Voici ce que je considère utile au quotidien :
- un système d’aspiration bien branché pour éviter l’encrassement et garder la ligne de coupe visible ;
- un réglage de profondeur progressif, utilisé par petites passes plutôt qu’en une seule attaque ;
- des fers en bon état, car une lame fatiguée donne tout de suite une surface plus sale ;
- une semelle propre et bien glissante, surtout sur les bois résineux ou poussiéreux.
Festool recommande d’ailleurs que les réparations soient réalisées dans un atelier agréé, ce que je trouve cohérent sur des machines conçues pour durer et rester précises. Sur un rabot, le vrai gain ne vient pas seulement de la puissance, mais de la constance mécanique au fil du temps.
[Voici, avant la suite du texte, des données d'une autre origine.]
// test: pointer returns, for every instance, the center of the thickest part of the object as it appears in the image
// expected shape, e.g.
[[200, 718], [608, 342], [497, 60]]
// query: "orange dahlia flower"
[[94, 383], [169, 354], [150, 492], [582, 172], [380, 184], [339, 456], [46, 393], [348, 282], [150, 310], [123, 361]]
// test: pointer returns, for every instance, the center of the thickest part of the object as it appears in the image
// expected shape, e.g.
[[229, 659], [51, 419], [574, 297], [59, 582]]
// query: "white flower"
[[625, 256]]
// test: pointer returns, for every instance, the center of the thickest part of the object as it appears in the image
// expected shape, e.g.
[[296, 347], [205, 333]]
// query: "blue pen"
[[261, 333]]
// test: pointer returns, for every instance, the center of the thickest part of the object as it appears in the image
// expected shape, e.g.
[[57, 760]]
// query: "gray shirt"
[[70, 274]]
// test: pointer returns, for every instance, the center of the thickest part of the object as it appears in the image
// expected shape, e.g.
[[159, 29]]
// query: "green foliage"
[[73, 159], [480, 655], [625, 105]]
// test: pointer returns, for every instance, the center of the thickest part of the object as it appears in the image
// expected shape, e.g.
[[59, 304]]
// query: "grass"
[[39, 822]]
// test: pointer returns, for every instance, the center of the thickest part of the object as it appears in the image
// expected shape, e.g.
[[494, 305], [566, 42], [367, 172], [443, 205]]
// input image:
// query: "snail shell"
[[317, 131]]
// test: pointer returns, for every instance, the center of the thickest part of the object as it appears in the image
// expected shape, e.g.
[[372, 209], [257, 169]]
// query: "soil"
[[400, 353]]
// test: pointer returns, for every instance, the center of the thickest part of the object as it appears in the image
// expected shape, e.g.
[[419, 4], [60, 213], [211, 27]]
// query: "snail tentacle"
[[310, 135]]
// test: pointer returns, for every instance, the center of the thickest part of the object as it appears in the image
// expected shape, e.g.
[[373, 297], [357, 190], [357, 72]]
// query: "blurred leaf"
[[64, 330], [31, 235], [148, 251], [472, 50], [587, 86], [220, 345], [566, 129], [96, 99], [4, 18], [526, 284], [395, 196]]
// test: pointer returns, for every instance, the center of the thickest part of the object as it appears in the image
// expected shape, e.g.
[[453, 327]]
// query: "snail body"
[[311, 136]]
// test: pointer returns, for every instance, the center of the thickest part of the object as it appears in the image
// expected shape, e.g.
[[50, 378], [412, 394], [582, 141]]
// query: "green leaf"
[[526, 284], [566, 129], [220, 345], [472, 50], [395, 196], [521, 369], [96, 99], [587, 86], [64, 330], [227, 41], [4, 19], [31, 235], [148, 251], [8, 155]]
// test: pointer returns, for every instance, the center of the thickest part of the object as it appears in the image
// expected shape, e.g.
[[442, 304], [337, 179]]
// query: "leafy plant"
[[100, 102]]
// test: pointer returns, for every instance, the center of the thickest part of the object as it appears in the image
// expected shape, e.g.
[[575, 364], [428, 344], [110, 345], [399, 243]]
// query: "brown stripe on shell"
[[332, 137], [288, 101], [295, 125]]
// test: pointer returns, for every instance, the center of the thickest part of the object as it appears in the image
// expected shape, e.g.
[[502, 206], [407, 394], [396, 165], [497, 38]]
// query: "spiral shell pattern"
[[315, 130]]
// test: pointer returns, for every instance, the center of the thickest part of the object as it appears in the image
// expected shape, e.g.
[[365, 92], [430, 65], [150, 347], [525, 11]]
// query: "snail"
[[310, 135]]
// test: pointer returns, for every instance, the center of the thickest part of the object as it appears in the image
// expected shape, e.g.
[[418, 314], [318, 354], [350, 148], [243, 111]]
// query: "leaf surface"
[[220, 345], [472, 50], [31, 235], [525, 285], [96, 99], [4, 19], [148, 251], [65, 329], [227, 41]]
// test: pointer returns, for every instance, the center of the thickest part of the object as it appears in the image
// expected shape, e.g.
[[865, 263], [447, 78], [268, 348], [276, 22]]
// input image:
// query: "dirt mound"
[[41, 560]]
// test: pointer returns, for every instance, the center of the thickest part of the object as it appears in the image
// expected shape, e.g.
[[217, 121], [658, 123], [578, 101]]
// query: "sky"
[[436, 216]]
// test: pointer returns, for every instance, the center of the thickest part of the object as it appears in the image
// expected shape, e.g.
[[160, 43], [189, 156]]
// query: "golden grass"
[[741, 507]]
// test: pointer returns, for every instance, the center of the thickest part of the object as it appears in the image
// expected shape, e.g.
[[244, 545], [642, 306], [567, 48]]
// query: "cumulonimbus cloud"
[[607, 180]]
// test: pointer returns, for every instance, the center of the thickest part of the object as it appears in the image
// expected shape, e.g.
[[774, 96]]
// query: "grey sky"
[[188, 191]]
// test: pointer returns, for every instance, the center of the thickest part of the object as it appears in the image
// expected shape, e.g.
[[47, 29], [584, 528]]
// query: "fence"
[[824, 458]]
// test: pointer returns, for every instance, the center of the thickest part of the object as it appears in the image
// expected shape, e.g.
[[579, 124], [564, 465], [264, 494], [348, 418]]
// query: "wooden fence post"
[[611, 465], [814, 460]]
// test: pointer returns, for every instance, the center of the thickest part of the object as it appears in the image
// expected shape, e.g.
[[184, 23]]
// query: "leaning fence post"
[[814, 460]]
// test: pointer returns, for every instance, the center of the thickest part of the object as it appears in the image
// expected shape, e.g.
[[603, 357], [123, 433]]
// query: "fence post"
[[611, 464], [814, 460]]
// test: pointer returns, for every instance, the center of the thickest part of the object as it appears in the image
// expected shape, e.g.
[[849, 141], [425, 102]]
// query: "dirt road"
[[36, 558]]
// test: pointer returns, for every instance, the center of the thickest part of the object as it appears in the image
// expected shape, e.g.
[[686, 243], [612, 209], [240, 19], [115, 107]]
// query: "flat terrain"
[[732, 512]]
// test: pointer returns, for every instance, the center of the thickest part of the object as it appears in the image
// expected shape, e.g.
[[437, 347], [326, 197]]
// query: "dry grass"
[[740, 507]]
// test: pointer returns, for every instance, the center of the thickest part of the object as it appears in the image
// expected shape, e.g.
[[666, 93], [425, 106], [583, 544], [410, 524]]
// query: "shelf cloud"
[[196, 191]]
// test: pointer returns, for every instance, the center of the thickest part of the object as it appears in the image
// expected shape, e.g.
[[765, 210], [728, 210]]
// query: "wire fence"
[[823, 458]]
Le choix que je ferais selon le type de travail
Si je devais équiper un atelier qui alterne agencement, reprise de portes et petits travaux de chantier, je commencerais par définir le volume de mobilité nécessaire. Pour un poste majoritairement fixe, avec beaucoup de feuillures et des pièces assez larges, le HL 850 reste le plus rassurant. Pour une menuiserie de service, où l’on veut travailler vite, proprement et avec peu de retouches, le EHL 65 garde un très bel intérêt. Pour un usage réellement nomade, le HLC 82 devient le plus convaincant, parce qu’il garde la largeur de 82 mm tout en supprimant la contrainte du câble.
Au fond, la force de Festool est là : chaque machine répond à une logique précise, avec un vrai parti pris technique. Si vous alignez ce parti pris avec votre manière de travailler, vous obtenez un outil utile dès le premier jour. Si vous choisissez seulement sur la base de la puissance affichée ou du “plus gros modèle”, vous risquez au contraire de payer pour des capacités que vous n’exploiterez pas vraiment.